How to stay confident and happy
Your primary healthcare provider and the various specialists you’ll be working with to get pregnant will offer advice about how to avoid anxiety and depression. But there are strategies you can introduce into your life that may be just as useful:
- Talk about your feelings with your partner and close friends.
- Look online for trustworthy support groups and other communities where you can share stories with people who have gone through similar experiences.
- Start a daily journal about your personal insights. Granted, it’s not for everyone, but many people find the process of translating feelings into words therapeutic.
- Relax, take time for yourself. Many people advocate taking up meditation for the mind and yoga for the body.
The most important strategy is to engage in self-care, mainly to benefit the relationship outside of the IVF process and to seek relationship help from a trusted professional if necessary.
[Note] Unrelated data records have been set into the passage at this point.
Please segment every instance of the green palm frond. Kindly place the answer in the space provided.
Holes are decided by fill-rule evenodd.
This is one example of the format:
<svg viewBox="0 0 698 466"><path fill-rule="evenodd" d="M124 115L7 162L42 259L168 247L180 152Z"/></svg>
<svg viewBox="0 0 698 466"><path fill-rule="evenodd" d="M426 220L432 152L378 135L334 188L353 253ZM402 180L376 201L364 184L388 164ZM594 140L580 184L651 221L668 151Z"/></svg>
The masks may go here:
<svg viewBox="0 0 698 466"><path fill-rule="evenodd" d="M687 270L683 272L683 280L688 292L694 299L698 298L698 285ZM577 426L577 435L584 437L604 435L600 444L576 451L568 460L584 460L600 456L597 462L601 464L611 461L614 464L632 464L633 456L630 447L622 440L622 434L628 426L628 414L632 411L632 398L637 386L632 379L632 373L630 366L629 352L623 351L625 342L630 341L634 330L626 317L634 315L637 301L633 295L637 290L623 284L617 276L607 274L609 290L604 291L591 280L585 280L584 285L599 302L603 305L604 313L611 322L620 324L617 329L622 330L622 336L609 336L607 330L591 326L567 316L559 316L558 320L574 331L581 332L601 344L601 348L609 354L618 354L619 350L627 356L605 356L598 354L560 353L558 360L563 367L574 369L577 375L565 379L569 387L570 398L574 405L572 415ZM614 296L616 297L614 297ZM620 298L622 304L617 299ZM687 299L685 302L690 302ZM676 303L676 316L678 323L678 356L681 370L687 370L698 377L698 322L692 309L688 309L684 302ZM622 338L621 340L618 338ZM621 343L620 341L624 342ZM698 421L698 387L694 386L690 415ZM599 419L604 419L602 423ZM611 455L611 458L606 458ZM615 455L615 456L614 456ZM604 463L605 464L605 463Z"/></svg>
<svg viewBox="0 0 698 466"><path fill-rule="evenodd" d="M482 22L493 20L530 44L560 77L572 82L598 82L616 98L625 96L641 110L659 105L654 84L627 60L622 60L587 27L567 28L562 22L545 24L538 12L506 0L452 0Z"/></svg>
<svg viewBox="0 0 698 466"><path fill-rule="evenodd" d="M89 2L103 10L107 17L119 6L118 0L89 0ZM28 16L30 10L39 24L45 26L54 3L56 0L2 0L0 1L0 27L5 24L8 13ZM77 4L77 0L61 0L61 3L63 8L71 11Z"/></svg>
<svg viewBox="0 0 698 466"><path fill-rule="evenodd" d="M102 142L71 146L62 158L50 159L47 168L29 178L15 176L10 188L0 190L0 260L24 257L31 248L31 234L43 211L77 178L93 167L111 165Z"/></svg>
Plan ahead to combat stress
A licensed therapist who specializes in sexual and reproductive health might be a good first-step advocate for individuals and couples to consult, as an information and experiential resource, before embarking on IVF.
While in vitro fertilization certainly brings a unique and wonderful opportunity for people who cannot otherwise conceive, a number of challenges and complications lie ahead on that journey. Paying attention to the source of each stressor is key to navigating IVF, and being ready with proven strategies to overcome each issue will ensure your sexual well-being.